Journal article
Uncovering the Peptide-Binding Specificities of HLA-C: A General Strategy To Determine the Specificity of Any MHC Class I Molecule
University of Copenhagen1
Institut national de la santé et de la recherche médicale2
Department of Systems Biology, Technical University of Denmark3
Center for Biological Sequence Analysis, Department of Systems Biology, Technical University of Denmark4
Immunological Bioinformatics, Center for Biological Sequence Analysis, Department of Systems Biology, Technical University of Denmark5
MHC class I molecules (HLA-I in humans) present peptides derived from endogenous proteins to CTLs. Whereas the peptide-binding specificities of HLA-A and -B molecules have been studied extensively, little is known about HLA-C specificities. Combining a positional scanning combinatorial peptide library approach with a peptide-HLA-I dissociation assay, in this study we present a general strategy to determine the peptide-binding specificity of any MHC class I molecule.

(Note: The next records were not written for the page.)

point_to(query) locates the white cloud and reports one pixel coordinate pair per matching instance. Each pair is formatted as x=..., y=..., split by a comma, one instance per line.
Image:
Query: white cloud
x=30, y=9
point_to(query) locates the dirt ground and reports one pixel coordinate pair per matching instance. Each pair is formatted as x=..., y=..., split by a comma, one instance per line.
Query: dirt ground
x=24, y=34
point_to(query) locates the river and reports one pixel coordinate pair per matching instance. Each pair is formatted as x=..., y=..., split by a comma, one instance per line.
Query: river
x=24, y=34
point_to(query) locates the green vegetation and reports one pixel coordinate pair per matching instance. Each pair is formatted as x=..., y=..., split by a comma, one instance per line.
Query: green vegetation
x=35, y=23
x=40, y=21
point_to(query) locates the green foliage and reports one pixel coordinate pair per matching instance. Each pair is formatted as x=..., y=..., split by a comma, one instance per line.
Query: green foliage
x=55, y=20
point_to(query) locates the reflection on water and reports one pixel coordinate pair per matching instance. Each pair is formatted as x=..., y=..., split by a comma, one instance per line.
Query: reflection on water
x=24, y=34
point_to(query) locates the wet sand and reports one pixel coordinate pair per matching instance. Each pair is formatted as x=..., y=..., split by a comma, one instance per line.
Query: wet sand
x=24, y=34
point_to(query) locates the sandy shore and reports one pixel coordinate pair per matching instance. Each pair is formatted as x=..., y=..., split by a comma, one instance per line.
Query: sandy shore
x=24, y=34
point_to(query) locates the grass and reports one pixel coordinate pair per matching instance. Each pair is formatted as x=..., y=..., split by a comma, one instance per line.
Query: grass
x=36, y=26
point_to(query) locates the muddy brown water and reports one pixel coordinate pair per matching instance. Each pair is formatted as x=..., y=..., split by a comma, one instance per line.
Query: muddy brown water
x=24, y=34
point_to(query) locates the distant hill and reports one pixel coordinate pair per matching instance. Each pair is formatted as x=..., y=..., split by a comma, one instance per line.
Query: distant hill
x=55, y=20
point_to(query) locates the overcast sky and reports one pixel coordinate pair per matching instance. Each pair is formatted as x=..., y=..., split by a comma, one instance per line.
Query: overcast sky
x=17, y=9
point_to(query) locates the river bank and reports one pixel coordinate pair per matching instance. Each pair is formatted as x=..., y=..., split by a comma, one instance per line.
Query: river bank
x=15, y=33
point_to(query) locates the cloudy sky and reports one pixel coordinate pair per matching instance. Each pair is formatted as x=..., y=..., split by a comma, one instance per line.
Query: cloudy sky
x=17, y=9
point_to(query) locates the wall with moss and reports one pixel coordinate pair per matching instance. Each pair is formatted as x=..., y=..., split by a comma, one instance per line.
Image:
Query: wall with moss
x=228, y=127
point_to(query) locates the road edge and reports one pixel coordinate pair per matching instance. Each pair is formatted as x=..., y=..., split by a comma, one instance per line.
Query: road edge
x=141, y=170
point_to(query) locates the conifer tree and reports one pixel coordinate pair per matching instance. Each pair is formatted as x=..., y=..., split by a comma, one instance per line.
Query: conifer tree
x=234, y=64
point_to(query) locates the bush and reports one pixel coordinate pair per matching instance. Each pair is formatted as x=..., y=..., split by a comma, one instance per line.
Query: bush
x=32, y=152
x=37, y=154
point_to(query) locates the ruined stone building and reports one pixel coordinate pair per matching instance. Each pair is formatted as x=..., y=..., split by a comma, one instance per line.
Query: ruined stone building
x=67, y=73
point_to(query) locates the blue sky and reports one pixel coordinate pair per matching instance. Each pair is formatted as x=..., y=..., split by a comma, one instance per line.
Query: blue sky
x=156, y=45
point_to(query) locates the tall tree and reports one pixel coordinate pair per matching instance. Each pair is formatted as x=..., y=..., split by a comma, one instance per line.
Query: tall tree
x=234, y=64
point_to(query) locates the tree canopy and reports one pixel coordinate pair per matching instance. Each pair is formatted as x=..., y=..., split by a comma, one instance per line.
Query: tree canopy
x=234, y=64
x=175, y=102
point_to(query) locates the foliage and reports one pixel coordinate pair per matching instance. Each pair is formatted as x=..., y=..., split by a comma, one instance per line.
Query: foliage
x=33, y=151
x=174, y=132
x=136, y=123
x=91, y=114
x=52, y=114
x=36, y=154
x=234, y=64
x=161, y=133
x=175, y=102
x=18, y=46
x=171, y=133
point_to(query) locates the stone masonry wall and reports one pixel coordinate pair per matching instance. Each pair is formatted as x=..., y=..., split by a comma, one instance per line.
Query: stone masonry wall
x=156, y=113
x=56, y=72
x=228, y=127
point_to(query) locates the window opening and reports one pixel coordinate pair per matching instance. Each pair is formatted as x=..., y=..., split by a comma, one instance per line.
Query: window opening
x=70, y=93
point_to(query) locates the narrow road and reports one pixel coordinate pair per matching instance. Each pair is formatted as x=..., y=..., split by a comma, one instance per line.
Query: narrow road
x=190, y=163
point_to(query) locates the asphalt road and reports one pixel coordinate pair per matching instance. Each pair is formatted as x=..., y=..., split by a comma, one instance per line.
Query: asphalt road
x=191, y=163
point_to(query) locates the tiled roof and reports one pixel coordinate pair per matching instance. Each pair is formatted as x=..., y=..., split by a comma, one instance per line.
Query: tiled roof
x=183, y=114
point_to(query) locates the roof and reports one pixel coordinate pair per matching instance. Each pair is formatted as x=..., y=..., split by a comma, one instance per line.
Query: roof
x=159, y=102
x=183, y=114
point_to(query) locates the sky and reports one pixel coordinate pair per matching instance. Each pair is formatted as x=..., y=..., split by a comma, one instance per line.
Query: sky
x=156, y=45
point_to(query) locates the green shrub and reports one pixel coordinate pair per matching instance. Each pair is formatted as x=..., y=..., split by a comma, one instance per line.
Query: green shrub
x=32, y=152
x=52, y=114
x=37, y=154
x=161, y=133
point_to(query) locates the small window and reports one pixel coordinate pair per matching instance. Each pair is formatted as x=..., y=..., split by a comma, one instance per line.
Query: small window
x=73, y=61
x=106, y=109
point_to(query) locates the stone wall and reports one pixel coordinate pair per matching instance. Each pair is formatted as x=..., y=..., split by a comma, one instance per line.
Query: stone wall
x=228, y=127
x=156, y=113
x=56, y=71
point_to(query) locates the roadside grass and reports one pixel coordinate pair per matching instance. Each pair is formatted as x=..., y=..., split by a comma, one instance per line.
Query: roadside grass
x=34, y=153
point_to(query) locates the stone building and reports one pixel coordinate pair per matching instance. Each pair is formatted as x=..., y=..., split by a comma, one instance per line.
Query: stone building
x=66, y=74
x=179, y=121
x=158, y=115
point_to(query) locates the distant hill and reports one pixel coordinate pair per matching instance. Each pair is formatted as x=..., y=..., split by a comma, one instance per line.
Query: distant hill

We applied this novel strategy to 17 of the most common HLA-C molecules, and for 16 of these we successfully generated matrices representing their peptide-binding motifs. The motifs prominently shared a conserved C-terminal primary anchor with hydrophobic amino acid residues, as well as one or more diverse primary and auxiliary anchors at P1, P2, P3, and/or P7.
Matrices were used to generate a large panel of HLA-C-specific peptide-binding data and update our pan-specific NetMHCpan predictor, whose predictive performance was considerably improved with respect to peptide binding to HLA-C. The updated predictor was used to assess the specificities of HLA-C molecules, which were found to cover a more limited sequence space than HLA-A and -B molecules.
Assessing the functional significance of these new tools, HLA-C*07:01 transgenic mice were immunized with stable HLA-C*07:01 binders; six of six tested stable peptide binders were immunogenic. Finally, we generated HLA-C tetramers and labeled human CD8(+) T cells and NK cells. These new resources should support future research on the biology of HLA-C molecules.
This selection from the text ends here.